But, go ‘down below’, he had to. The summons had been delivered by the Pyraklops and the Pyraklops was an enforcer for the ‘Black Brothers' and it was only a very brave or very suicidal creature that rejected an invitation from them.
At least, he thought, it was dark in the sewers; like the melanin deficient pimp’s own heavilly clouded world but it was also hot from the geo-thermal fissures which bubbled constantly beneath the Gallowglasswegian crust and it would be hard for him to maintain his usual composure with torrents of sweat running down his see-thru
physiognomy.
‘I hear that thee Black Brothers weesh to seee mee’, the clear complexioned man enquired nervously; openly quaking infront of the ‘Black Brothers’ ugly, little gate keeper who was drunk on duty, as usual.
The gate keeper; a squat, fat, multiple winged creature; rather like an oversized mosquito, pricked open a little tin of high-octane fuel with its long, razor edged proboscus and,sucking up a gullet-full , flatulated a long loud jet of blue flame from its scaly rectum.
‘Oh yesh! Yesh!’, it slurred, its needle thin snout drunkenly flipping through the pages of a large, human-skin bound appointment book. ‘They ish very anxious to shee you’.
‘Anxious?’, asked the pigmentally challenged man, grinning at the idea that an organization of the ‘Black Brothers’ magnitude could be made anxious by him.

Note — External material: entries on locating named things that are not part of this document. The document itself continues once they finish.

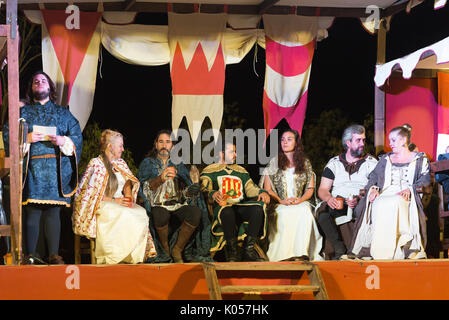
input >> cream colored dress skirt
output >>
[95,201,152,264]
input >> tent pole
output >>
[374,19,387,155]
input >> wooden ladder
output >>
[202,262,329,300]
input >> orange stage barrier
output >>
[0,259,449,300]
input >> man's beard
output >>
[33,89,50,101]
[349,148,364,158]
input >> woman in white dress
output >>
[72,130,156,264]
[260,130,323,261]
[352,124,430,259]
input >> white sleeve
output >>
[59,136,75,156]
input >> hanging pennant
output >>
[168,12,226,141]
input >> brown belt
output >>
[31,154,56,159]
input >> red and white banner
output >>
[263,15,318,137]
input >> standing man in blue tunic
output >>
[4,71,82,264]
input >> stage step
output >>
[220,285,320,294]
[202,262,329,300]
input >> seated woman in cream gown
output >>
[260,130,323,261]
[72,130,156,264]
[352,125,430,259]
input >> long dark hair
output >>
[278,129,306,174]
[25,70,57,104]
[145,129,175,158]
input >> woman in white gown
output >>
[260,130,323,261]
[72,130,156,264]
[352,124,430,259]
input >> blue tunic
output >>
[3,101,83,206]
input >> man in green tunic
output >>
[200,142,270,262]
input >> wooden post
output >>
[6,0,22,264]
[374,18,387,155]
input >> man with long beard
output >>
[3,71,83,264]
[317,125,377,260]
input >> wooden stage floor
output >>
[0,259,449,300]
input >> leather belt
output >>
[31,154,56,159]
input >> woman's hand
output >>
[345,197,358,209]
[212,191,226,207]
[27,132,44,143]
[398,189,410,201]
[368,189,379,202]
[113,197,134,208]
[281,197,302,206]
[161,166,177,182]
[326,196,339,209]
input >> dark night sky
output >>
[72,1,449,168]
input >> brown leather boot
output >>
[171,220,196,263]
[156,224,170,255]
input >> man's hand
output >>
[345,197,358,209]
[257,192,270,204]
[368,189,379,202]
[48,134,65,146]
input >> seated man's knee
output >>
[186,206,202,227]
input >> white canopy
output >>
[374,37,449,87]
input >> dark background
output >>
[89,1,449,171]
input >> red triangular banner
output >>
[42,10,101,102]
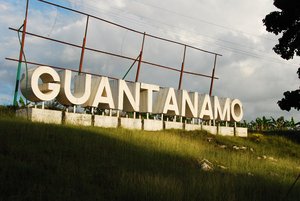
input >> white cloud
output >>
[0,0,300,121]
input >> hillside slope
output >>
[0,117,300,201]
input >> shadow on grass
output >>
[0,119,299,201]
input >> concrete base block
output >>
[65,112,92,126]
[235,127,248,137]
[164,121,183,129]
[94,115,119,128]
[218,126,234,136]
[202,125,218,135]
[185,124,201,131]
[16,108,62,124]
[119,118,142,130]
[144,119,164,131]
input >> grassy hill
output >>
[0,116,300,201]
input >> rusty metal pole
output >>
[135,32,146,82]
[178,45,186,90]
[13,0,29,106]
[209,54,217,96]
[78,15,90,74]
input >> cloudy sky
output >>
[0,0,300,121]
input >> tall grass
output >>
[0,117,300,201]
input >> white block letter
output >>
[154,88,179,115]
[140,83,159,113]
[199,94,213,119]
[178,90,198,118]
[231,99,244,122]
[57,70,91,105]
[213,96,230,121]
[85,77,115,109]
[20,66,60,102]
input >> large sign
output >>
[21,66,243,122]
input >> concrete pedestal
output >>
[94,115,119,128]
[202,125,218,135]
[119,118,142,130]
[16,108,62,124]
[65,112,92,126]
[185,124,201,131]
[218,126,234,136]
[143,119,164,131]
[164,121,183,129]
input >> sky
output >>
[0,0,300,121]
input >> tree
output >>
[263,0,300,111]
[263,0,300,60]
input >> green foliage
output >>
[263,0,300,60]
[0,117,300,201]
[263,0,300,111]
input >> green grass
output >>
[0,117,300,201]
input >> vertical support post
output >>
[135,32,146,82]
[209,54,217,96]
[178,45,186,90]
[78,15,90,74]
[13,0,29,106]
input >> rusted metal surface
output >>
[135,33,146,82]
[79,16,89,73]
[10,0,222,95]
[13,0,29,106]
[178,45,186,90]
[209,55,217,96]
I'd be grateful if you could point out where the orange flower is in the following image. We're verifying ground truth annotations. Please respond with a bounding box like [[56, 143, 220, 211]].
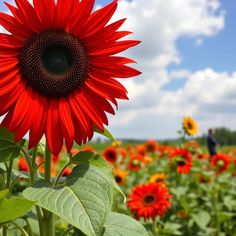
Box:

‘Oh yesh! yesh!’, said the gate keeper, groping for a small lever that opened the vast, obsidian gates behind him, ‘They’ve been sho upshet that they haven’t tortured anyone in over a week’.
The transluscent skinned pimp’s cheshire-cat smile
faded as the vast,dark gates of the ‘Black
Brothers’ secret inner sanctum ground open
slowly,grating and groaning like a dry throated giant in enormous pain.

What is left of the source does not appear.